相关官方文档:
https://scikit-learn.org/stable/modules/svm.html
一、训练一个线性分类器
svc 试图找到一个能最大化分类之间间距的超平面
from sklearn.svm import LinearSVC
from sklearn import datasets
from sklearn.preprocessing import StandardScaler
import numpy as np
iris = datasets.load_iris()
iris_features = iris.data
iris_target = iris.target
# 以两个特征,两种分类 为例
# 原:3分类,4个特征
features = iris_features[:100, :2]
target = iris_target[:100]
target
array([0, 0, 0, 0, 0, 0, 0, 0, 0, 0, 0, 0, 0, 0, 0, 0, 0, 0, 0, 0, 0, 0,
0, 0, 0, 0, 0, 0, 0, 0, 0, 0, 0, 0, 0, 0, 0, 0, 0, 0, 0, 0, 0, 0,
0, 0, 0, 0, 0, 0, 1, 1, 1, 1, 1, 1, 1, 1, 1, 1, 1, 1, 1, 1, 1, 1,
1, 1, 1, 1, 1, 1, 1, 1, 1, 1, 1, 1, 1, 1, 1, 1, 1, 1, 1, 1, 1, 1,
1, 1, 1, 1, 1, 1, 1, 1, 1, 1, 1, 1])
# iris_features
iris_target
array([0, 0, 0, 0, 0, 0, 0, 0, 0, 0, 0, 0, 0, 0, 0, 0, 0, 0, 0, 0, 0, 0,
0, 0, 0, 0, 0, 0, 0, 0, 0, 0, 0, 0, 0, 0, 0, 0, 0, 0, 0, 0, 0, 0,
0, 0, 0, 0, 0, 0, 1, 1, 1, 1, 1, 1, 1, 1, 1, 1, 1, 1, 1, 1, 1, 1,
1, 1, 1, 1, 1, 1, 1, 1, 1, 1, 1, 1, 1, 1, 1, 1, 1, 1, 1, 1, 1, 1,
1, 1, 1, 1, 1, 1, 1, 1, 1, 1, 1, 1, 2, 2, 2, 2, 2, 2, 2, 2, 2, 2,
2, 2, 2, 2, 2, 2, 2, 2, 2, 2, 2, 2, 2, 2, 2, 2, 2, 2, 2, 2, 2, 2,
2, 2, 2, 2, 2, 2, 2, 2, 2, 2, 2, 2, 2, 2, 2, 2, 2, 2])
# 标准化特征
scaler = StandardScaler()
features_standardized = scaler.fit_transform(features)
# features_standardized
# 创建支持向量机 分类器
svc = LinearSVC(C=1.0)
svc # LinearSVC()
# 训练模型
model = svc.fit(features_standardized, target)
model # LinearSVC()
from matplotlib import pyplot as plt
color = ['black' if c==0 else 'lightgray' for c in target ]
plt.scatter(features_standardized[:, 0], features_standardized[:, 1], c=color )
color = ['black' if c==0 else 'lightgray' for c in target ]
plt.scatter(features_standardized[:, 0], features_standardized[:, 1], c=color )
# 创建超平面
w = svc.coef_[0]
a = -w[0] /w[1]
xx = np.linspace(-2.5, 2.5)
yy = a * xx - (svc.intercept_[0] ) / w[1]
# 画出超平面
plt.plot(xx, yy)
plt.axis('off')
plt.show()
# w, a, xx, yy
# 创建一个新的样本点
new_ob = [[-2, 3]]
# 预测分类
svc.predict(new_ob) # array([0])
二、使用核函数处理线性不可分的数据
from sklearn.svm import SVC
# 设置随机种子
np.random.seed(0)
# 生成两个特征
features = np.random.randn(200, 2)
# 使用异或门 创建线性不可分的数据
target_xor = np.logical_xor(features[:, 0] > 0, features[:, 1] > 0 )

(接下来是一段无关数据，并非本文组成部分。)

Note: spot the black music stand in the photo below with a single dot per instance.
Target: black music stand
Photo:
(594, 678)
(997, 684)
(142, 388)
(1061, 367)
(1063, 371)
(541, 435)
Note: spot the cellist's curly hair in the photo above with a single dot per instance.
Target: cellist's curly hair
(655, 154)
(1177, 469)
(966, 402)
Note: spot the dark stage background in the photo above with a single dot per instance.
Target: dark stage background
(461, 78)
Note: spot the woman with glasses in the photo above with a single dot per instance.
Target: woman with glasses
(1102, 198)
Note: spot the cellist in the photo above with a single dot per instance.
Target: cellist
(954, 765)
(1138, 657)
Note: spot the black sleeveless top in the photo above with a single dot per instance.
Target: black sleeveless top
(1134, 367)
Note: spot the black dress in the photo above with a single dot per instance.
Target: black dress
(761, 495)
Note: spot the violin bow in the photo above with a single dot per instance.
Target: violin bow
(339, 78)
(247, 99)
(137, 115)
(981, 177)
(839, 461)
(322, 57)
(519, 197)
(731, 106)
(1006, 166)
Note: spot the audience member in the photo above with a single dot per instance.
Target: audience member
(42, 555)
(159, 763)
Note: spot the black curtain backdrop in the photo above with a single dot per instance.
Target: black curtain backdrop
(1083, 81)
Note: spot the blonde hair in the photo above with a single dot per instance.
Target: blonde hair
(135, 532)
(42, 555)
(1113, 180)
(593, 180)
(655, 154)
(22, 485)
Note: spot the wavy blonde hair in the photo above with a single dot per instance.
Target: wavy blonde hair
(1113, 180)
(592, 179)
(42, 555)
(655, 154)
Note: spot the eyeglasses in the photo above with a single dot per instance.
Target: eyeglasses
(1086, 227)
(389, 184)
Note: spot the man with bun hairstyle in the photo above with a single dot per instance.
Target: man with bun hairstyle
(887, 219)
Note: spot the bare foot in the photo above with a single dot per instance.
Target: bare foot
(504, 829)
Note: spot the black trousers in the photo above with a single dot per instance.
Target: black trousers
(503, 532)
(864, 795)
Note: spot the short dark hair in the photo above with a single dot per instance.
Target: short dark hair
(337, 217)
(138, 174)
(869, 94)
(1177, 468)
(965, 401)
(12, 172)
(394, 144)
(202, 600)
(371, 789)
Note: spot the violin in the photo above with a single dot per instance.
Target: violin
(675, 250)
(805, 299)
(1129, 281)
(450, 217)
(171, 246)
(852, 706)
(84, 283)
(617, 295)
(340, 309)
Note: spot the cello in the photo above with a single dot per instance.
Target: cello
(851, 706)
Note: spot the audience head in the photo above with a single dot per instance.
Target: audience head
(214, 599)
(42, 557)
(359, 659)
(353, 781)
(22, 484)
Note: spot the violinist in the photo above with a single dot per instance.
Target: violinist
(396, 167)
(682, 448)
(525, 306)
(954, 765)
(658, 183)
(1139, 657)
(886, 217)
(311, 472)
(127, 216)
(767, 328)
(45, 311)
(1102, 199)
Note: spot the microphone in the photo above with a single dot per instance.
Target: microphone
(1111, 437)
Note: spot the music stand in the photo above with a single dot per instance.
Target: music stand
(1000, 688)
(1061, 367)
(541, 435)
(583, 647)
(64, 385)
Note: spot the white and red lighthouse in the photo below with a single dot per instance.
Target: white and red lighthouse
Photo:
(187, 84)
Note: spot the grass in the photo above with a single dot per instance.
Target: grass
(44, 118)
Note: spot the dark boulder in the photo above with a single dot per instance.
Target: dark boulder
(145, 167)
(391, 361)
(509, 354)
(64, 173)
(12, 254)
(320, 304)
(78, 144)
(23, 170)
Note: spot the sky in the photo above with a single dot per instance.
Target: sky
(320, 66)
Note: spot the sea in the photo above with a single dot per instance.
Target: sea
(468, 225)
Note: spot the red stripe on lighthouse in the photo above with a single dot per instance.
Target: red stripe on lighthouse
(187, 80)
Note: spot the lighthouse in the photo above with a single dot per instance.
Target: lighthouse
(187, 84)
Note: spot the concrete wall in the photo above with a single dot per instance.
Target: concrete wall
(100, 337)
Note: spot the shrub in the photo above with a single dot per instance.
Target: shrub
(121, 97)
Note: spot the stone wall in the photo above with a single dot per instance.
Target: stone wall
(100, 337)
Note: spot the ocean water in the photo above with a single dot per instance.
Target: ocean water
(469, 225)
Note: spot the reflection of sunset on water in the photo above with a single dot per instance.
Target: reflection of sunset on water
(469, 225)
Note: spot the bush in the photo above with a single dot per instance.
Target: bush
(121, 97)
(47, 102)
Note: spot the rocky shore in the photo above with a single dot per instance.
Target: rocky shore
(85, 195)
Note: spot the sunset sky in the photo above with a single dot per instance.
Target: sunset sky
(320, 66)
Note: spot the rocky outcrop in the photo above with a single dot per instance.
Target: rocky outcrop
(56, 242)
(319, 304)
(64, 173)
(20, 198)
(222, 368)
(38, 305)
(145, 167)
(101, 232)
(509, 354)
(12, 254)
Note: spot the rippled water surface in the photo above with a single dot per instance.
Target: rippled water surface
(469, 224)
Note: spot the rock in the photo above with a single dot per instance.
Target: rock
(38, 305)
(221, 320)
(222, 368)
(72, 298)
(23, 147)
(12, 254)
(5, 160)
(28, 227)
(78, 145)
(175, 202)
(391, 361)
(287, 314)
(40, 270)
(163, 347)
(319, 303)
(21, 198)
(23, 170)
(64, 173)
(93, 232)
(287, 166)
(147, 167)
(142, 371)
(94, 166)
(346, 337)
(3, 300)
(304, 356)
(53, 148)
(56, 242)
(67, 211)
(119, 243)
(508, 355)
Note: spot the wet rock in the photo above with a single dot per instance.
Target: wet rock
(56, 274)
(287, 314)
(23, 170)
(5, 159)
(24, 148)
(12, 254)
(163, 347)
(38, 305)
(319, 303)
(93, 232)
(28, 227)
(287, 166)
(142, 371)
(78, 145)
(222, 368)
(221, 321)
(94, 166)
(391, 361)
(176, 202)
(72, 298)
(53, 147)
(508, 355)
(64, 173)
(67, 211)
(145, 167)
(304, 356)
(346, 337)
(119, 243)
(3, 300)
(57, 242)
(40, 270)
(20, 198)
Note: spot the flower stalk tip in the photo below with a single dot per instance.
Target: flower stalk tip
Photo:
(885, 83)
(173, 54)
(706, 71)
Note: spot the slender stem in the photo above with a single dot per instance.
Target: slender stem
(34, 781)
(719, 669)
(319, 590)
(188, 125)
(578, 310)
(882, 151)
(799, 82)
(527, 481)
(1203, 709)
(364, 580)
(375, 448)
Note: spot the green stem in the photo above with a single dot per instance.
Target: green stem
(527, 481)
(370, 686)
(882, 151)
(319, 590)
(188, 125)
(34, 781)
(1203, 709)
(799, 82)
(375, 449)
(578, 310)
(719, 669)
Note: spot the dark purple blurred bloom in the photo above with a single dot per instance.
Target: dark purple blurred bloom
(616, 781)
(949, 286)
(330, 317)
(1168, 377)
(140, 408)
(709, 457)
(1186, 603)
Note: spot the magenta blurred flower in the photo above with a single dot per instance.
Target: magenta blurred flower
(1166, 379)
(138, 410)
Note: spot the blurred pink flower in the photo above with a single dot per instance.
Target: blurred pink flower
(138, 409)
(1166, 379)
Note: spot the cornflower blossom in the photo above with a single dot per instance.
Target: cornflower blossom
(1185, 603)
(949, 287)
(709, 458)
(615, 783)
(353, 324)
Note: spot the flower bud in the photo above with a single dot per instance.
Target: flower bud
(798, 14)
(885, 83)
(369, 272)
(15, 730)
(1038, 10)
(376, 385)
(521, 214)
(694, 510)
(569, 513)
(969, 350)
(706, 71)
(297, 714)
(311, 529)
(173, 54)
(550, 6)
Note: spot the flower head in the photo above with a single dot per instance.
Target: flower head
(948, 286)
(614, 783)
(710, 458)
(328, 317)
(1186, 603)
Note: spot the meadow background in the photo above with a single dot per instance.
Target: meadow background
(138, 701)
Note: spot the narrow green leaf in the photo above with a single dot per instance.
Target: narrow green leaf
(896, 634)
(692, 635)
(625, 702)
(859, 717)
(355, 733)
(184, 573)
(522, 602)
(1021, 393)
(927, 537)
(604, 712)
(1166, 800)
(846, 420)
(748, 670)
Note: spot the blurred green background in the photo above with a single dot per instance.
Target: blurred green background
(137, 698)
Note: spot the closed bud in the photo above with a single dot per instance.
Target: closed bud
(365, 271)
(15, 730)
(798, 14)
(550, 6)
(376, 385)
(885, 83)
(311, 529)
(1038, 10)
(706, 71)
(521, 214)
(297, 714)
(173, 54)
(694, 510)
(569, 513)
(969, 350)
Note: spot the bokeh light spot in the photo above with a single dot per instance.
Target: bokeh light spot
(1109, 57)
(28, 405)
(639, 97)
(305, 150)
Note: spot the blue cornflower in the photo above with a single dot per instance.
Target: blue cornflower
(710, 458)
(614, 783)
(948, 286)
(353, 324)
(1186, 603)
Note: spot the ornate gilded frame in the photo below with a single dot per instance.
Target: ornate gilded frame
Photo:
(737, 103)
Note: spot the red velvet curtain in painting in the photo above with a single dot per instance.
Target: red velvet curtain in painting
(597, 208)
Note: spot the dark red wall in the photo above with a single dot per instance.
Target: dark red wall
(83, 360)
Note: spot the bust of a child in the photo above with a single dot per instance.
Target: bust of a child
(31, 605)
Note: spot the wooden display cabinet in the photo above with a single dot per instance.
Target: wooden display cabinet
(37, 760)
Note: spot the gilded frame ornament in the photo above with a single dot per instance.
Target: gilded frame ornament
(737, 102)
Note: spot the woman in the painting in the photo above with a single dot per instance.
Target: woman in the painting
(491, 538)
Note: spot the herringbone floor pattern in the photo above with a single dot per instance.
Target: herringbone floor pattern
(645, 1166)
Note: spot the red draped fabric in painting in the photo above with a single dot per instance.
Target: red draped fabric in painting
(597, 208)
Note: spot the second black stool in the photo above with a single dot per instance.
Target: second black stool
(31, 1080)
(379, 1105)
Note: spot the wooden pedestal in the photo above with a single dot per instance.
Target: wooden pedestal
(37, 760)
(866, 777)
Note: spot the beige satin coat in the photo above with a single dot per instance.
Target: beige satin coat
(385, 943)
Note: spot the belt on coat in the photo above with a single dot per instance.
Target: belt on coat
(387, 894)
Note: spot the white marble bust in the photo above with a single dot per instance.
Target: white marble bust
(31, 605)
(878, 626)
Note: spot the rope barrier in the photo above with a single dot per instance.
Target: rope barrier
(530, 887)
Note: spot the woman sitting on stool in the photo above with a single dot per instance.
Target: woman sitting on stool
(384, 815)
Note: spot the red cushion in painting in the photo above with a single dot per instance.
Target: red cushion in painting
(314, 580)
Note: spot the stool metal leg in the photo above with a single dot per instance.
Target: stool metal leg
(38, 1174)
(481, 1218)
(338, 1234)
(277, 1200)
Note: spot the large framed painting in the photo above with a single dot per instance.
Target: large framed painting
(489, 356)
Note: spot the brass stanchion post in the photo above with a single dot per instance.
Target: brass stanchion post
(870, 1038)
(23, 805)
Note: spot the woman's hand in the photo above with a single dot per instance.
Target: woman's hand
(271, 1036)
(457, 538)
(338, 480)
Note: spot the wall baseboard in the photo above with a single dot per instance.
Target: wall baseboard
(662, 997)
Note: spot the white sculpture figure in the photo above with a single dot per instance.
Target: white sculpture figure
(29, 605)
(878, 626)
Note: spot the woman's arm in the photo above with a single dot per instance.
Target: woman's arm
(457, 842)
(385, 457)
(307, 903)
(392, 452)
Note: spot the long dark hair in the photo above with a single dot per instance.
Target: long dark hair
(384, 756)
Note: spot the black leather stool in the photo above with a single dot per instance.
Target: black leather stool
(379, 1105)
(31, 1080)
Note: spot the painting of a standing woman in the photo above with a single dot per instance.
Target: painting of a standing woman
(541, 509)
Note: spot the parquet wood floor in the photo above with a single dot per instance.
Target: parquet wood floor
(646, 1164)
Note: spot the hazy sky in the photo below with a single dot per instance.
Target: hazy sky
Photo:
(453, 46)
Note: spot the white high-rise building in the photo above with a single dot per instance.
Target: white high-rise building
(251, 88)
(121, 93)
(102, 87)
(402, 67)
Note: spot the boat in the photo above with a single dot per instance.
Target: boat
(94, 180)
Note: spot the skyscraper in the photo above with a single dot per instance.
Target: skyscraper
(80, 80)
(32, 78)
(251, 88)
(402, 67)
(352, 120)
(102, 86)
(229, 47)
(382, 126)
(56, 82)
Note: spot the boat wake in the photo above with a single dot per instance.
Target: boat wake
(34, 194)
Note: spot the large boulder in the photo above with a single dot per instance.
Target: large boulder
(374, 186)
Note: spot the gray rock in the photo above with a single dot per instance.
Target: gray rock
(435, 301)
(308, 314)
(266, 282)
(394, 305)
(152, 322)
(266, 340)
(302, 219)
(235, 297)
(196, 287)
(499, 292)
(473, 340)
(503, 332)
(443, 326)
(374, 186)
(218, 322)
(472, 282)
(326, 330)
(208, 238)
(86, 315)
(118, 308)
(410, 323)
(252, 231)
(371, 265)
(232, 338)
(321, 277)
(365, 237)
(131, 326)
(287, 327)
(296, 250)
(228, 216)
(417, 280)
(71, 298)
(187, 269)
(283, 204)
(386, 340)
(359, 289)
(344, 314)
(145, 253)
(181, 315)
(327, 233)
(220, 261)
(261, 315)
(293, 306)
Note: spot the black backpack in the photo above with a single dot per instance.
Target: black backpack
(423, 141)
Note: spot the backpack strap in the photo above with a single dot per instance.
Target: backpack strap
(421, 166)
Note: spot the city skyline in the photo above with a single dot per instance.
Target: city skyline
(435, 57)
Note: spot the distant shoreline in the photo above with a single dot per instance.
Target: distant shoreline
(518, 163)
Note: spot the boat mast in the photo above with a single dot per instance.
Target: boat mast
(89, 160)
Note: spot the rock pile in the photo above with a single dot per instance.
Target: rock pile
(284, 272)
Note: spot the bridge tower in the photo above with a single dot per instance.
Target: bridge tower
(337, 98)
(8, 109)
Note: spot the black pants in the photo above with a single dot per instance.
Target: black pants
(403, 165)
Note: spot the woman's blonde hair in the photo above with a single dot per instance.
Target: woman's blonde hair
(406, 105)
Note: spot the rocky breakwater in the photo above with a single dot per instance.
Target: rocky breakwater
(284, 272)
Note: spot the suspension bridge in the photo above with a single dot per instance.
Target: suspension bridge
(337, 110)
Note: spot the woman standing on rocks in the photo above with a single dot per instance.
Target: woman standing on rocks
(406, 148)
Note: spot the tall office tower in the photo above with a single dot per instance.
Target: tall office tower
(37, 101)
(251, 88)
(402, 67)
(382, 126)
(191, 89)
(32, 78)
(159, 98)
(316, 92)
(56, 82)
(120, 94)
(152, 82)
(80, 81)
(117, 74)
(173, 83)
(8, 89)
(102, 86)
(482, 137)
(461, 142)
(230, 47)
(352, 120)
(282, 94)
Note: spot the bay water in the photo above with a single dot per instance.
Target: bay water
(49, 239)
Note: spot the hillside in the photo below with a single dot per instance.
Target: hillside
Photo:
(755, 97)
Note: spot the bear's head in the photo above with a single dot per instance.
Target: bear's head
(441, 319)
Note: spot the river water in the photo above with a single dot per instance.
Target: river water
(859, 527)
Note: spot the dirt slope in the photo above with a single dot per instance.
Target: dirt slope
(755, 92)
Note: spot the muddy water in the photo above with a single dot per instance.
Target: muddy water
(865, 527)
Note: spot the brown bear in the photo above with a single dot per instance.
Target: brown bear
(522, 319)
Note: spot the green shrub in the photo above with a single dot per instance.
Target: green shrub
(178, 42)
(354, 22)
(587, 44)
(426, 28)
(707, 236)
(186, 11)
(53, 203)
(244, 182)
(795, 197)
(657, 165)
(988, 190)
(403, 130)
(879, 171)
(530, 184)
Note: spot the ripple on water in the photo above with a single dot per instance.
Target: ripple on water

target = np.where(target_xor, 0, 1)
# 创建一个有径向基核函数的支持向量机
svc = SVC(kernel='rbf', random_state=0, gamma=1, C=1)
svc # SVC(C=1, gamma=1, random_state=0)
# 训练分类器
model = svc.fit(features, target)
target_xor
array([False, False, True, True, True, False, False, False, True,
True, True, True, True, True, False, False, False, True,
False, False, False, True, False, True, False, True, False,
...
False, False, True, False, False, True, True, False, True,
True, True, False, True, False, False, True, False, False,
False, False])
target
array([1, 1, 0, 0, 0, 1, 1, 1, 0, 0, 0, 0, 0, 0, 1, 1, 1, 0, 1, 1, 1, 0,
1, 0, 1, 0, 1, 0, 1, 1, 1, 1, 0, 0, 0, 1, 0, 0, 1, 0, 0, 0, 1, 0,
...
0, 1, 1, 0, 1, 1, 0, 1, 1, 0, 0, 1, 0, 0, 0, 1, 0, 1, 1, 0, 1, 1,
1, 1])
# 画出观察值和超平面决策边界
from matplotlib.colors import ListedColormap
def plot_decision_regions(X, y, classifier):
cmap = ListedColormap('red', 'blue')
xx1, xx2 = np.meshgrid(np.arange(-3, 3, 0.02), np.arange(-3, 3, 0.02) )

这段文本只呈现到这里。